Gold Coast – Surf Spot & Surf Camps Guide

What Southern California is to the US, Queensland, and specifically the Gold Coast, is to Australia. Like its American counterpart, this region is rich in perfect right points, talented surfers and pleasant weather, and is the heart of the surf industry, with virtually every major brand boasting corporate offices or other ostentatious representation in the area. And as if it wasn’t enough to simply be the center of everything surf-related, the state went ahead and claimed it too, actually naming a city “Surfer’s Paradise.”

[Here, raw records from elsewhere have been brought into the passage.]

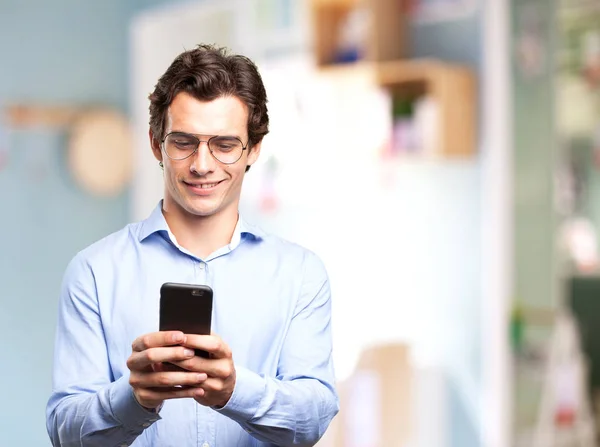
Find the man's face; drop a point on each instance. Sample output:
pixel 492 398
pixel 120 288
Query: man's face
pixel 200 185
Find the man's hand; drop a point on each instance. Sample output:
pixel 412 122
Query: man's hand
pixel 217 389
pixel 152 383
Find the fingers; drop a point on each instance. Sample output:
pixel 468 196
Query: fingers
pixel 166 380
pixel 152 397
pixel 140 361
pixel 218 368
pixel 212 344
pixel 158 339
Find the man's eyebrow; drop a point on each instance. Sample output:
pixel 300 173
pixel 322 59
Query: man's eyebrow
pixel 208 134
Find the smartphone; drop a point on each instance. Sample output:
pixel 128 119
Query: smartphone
pixel 186 308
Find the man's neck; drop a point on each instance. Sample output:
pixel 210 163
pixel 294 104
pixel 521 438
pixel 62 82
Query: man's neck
pixel 200 235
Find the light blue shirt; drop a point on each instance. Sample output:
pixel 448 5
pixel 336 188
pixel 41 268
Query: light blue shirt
pixel 272 307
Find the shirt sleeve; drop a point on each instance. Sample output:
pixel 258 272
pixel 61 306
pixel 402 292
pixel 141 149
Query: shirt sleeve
pixel 296 407
pixel 88 407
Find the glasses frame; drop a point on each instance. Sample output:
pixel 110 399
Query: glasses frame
pixel 197 136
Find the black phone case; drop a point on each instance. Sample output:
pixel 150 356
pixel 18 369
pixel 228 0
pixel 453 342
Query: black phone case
pixel 186 308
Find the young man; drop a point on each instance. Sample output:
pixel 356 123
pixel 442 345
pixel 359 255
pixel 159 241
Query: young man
pixel 270 378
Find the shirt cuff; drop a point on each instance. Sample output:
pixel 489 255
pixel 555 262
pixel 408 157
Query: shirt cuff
pixel 247 394
pixel 127 410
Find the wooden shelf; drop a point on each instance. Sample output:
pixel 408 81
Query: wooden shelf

Although it is definitely paid a lot of lip service, the Gold Coast lives up to the hype. When cyclone season comes around there aren’t many better places to be in the country, if not the world, and legend still reverberates about three-week runs of perfection at Kirra back in the early ’70s. The local talent runs deep as well, with the two most famous—Mick Fanning and Joel Parkinson—holding down the 1 and 2 positions on the world tour as of this writing. And of course the Gold Coast surf history is as storied as anywhere, with characters and legends such as Rabbit Bartholomew and the late MP calling the area home.

The Waves:  There may not be a higher density of perfect right points anywhere in the world. Gold Coast surf spots like Kirra, Burleigh Head, Greenmount and Snapper Rocks are all within 20 minutes of each other, and are collectively the benchmark against which all sand bottomed points are measured. And if the Gold Coast surf spots aren’t enough enough, the endless peelers of Noosa Heads to the north is as good as noseriding gets, and South Straddie in Surfer’s Paradise delivers heavy beach break barrels for those with the talent or jet ski assist to access them. Breaking predominantly over sand and rock points, the waves in the region range from beginner to expert, depending on the day.

Here’s a video of Taj Burrow enjoying a couple of surf spots up and down the Gold Coast:

The Water: For a highly developed, densely populated area, the water on the Gold Coast is relatively clean. It’s warm too, which is a nice bonus. Summer (Dec-Feb) sees water temps on the Gold Coast topping out at around 82 F (28 C), while winter (August) can see temps drop to as low as 66 F (19 C), so it never dips below the “cool” range, and a 3/2 wetsuit should get you through the coldest days.

The Season: January to July is prime season for surfing on the Gold Coast, with the late summer and autumn months often suffering doldrums that can seem endless at times.

The Vibe: It is crowded enough in the Gold Coast that localism isn’t really a factor, although there has been a bit of history between the various surf clubs. The real issue is how many really good surfers come from this area. Crowds can be at a maximum, and the lineup at Snapper Rocks (sometimes called the “Superbank”) is one of the most competitive in the world.

Things To Do: Surfer’s Paradise is party central, and traveling surfers are hot items in Australia, so bring a fancy shirt and your dancing shoes. To hippie out, either go north to Noosa or south to Byron. For professional surfing, check out the World Tour season opener at Snapper Rocks in late February. And if land sport is your thing, check out the State of Origin rugby league series, a best-of-three clash between Queensland and New South Wales. If you’re board gets dinged or you need new gear your in the right place – the Gold Coast has a heap of surf shops and is head quarters to a few big surf companies – Billabong and Australia’s largest online surf shop – Surf Stitch.

If you’re looking for surfing lessons in Currumbin checkout Surf Easy down at Currumbin Alley one of the Gold Coast’s nicest spots.

Where To Stay: Real estate is at a premium in Queensland, and especially on the Gold Coast, and accommodation prices will reflect this fact. There are hostels available for the budget seeker, however, so don’t be afraid to shop around. Typically, you will want to locate yourself within striking distance of the fabled right points, but for a change of pace a thirty-minute drive south will see you in small, friendly, uncrowded towns with a range of fun beach breaks. If you look around there are plenty of surf camps in the area as well.

What To Bring: A standard high-performance surfboard, and a log if you are going to Noosa. Board shorts or a 3/2 wettie, depending on what time of year you are coming. Cool to warm water wax. A pocket full of cash and a taste for the big time.

Getting There: Flights from LAX into Brisbane can run you between $700 and $2000, depending on the season. You can also fly straight into Coolangatta for easier access. Tourist visas can be arranged online before arrival and involve little to no hassle. Australia is a popular working holiday destination, and offers great visa opportunities, especially for young (under 30) citizens of the EU, who can come for up to 24 months if they spend three months in the fruit picking industry (12 months otherwise). Airport codes: BNE (Brisbane) and OOL (Coolangatta).